GLM-5.1の技術的な特徴として注目すべき点がいくつかあります。コンテキストウィンドウは200Kトークン、最大出力は128Kトークンで、長期的なコーディングセッションに必要な大規模コードベースの保持に適しています。また、8時間連続の自律コーディング実行に対応しており、従来のAIコーディングアシスタントが数分から数十分単位であったのとは一線を画します。さらに特筆すべき点として、VentureBeatによると同モデルはNvidiaのGPUを一切使用せず、Huawei Ascend 910Bチップのみで訓練されており、西側の半導体供給網に依存しない独自のAI開発インフラが確立されつつあることを示しています。
X上では「中国のオープンソースモデルがGPT-5.4とClaudeを超えた。1年前には想像もできなかった」と驚きの声が多数上がっています。r/LocalLLaMAではベンチマークの独立検証を求める議論が活発で、「実際のコーディングでの体感は?」というスレッドが急上昇しています。Hacker NewsではMITライセンスでの商用利用が可能な点が高く評価されており、「西側企業のコスト優位性が崩れつつある」という技術的考察が上位に並んでいます。

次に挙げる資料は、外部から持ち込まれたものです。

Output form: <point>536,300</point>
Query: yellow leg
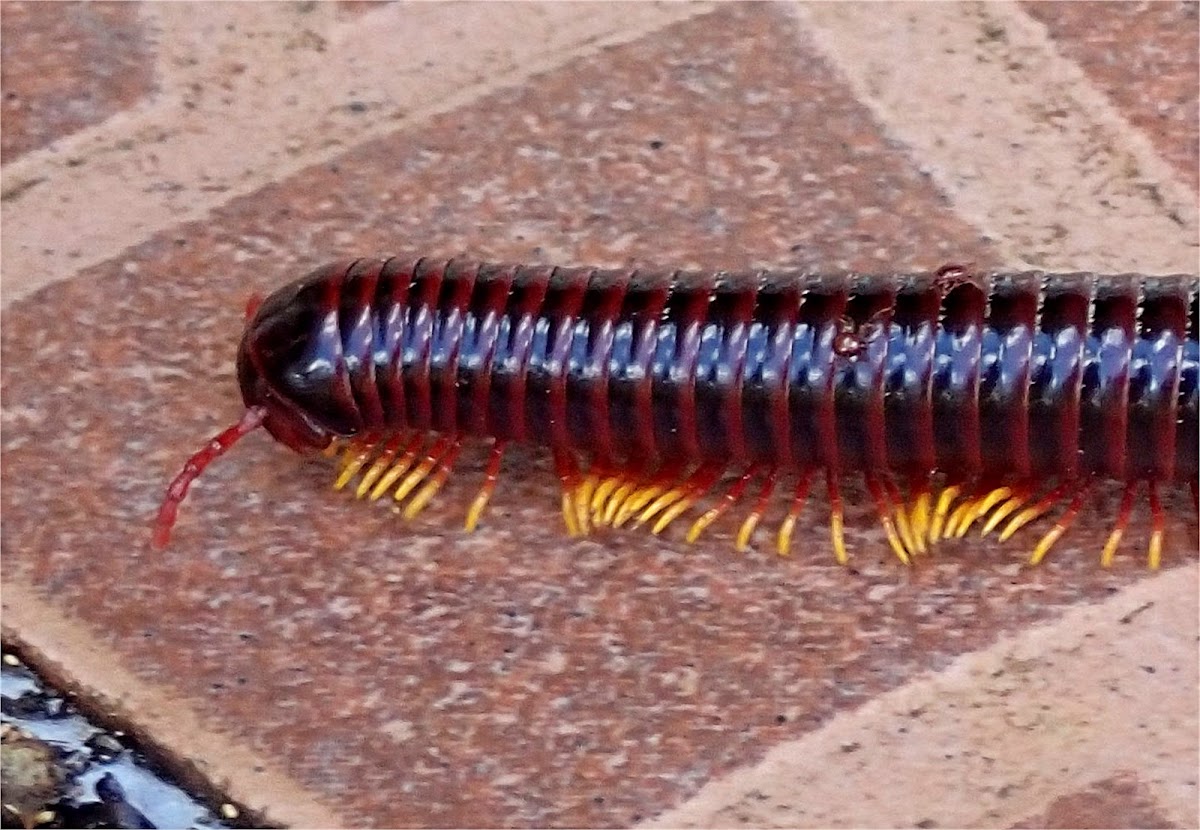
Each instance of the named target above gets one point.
<point>582,503</point>
<point>885,509</point>
<point>901,518</point>
<point>353,464</point>
<point>958,516</point>
<point>921,511</point>
<point>1003,511</point>
<point>982,506</point>
<point>433,485</point>
<point>617,501</point>
<point>382,463</point>
<point>417,476</point>
<point>636,500</point>
<point>600,498</point>
<point>1155,558</point>
<point>485,493</point>
<point>747,530</point>
<point>720,507</point>
<point>1060,527</point>
<point>1033,512</point>
<point>1110,547</point>
<point>397,469</point>
<point>784,541</point>
<point>943,505</point>
<point>837,528</point>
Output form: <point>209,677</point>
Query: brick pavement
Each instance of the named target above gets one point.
<point>367,673</point>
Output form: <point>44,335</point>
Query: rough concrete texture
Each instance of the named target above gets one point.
<point>335,665</point>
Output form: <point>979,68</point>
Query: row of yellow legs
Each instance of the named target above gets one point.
<point>412,473</point>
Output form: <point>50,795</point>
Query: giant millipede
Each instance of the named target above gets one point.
<point>960,397</point>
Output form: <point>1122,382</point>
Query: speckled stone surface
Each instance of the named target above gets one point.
<point>67,65</point>
<point>1146,58</point>
<point>415,675</point>
<point>1120,801</point>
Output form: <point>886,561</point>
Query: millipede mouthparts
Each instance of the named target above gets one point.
<point>963,398</point>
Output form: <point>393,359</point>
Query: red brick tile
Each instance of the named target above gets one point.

西側フロンティアモデルが数百億〜数千億ドル規模の投資を前提とするなか、非Nvidiaハードウェアを用いたオープンソースモデルが性能面でトップに立つという事実は、AI開発における地政学的な構図に新たな問いを投げかけています。GLM-5.1がローカル実行や商用活用でどれだけ普及するか、今後数週間の動向が見どころとなります。